Evidently flustered, Bent waved him away. “That’s Trigger’s bag, not mine. I’m a committed tit man.”

Okoth mimed hefting a pair of imaginary breasts and guffawed, winking at Gideon as a thin boy with a smattering of hair on his jawline, wearing a plain cotton shirt and trousers, emerged from the other room.

“Coffee!” announced Okoth. “Thank you, Mori.”

The boy nodded and smiled, stealing glances at Bathory and Fanshawe. Okoth shooed him away by flapping the hem of his robes at him. “Go! Stop leering! You think you are committed English tit man, like the esteemed Mr. Bent? Astonishing cheek, that boy.”

Cockayne sighed. “Okoth. We need information.”

Okoth sipped at his dark, sweet coffee. “Where are your boys, Mr.

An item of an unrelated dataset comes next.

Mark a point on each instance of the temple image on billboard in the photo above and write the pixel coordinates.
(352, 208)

Cockayne? Out raping and plundering, putting babies in local girls, hmm?” He turned to Gideon. “Very raucous, Mr. Cockayne’s boys.”

“My crew’s dead,” said Cockayne, nodding at Bathory. “Thanks to her.”

Okoth inspected Bathory. “Ah. You are
obayifo,
am I correct, Countess?”

She inclined her head and smiled. Okoth said, “Vampire.”

Trigger raised an eyebrow. Okoth shrugged. “Many strange and astonishing things in Africa, Captain Trigger. And Okoth has seen them all! Now, information is required, yes?”

“Yes,” said Trigger. “Cockayne said you had seen John Reed when he traveled to Alexandria a year ago.”

Okoth sat down on one of the rickety chairs near his table. “Ah, John Reed. The great adventurer.” He shook his head. “Very sad.”

Gideon felt Trigger slump beside him, and he put out a supporting arm. Trigger said, “He’s . . . dead, then?”

Okoth gave a massive shrug of his shoulders. “Dead? Who can tell? And what is death, anyway? You know, the Egyptians believe in—”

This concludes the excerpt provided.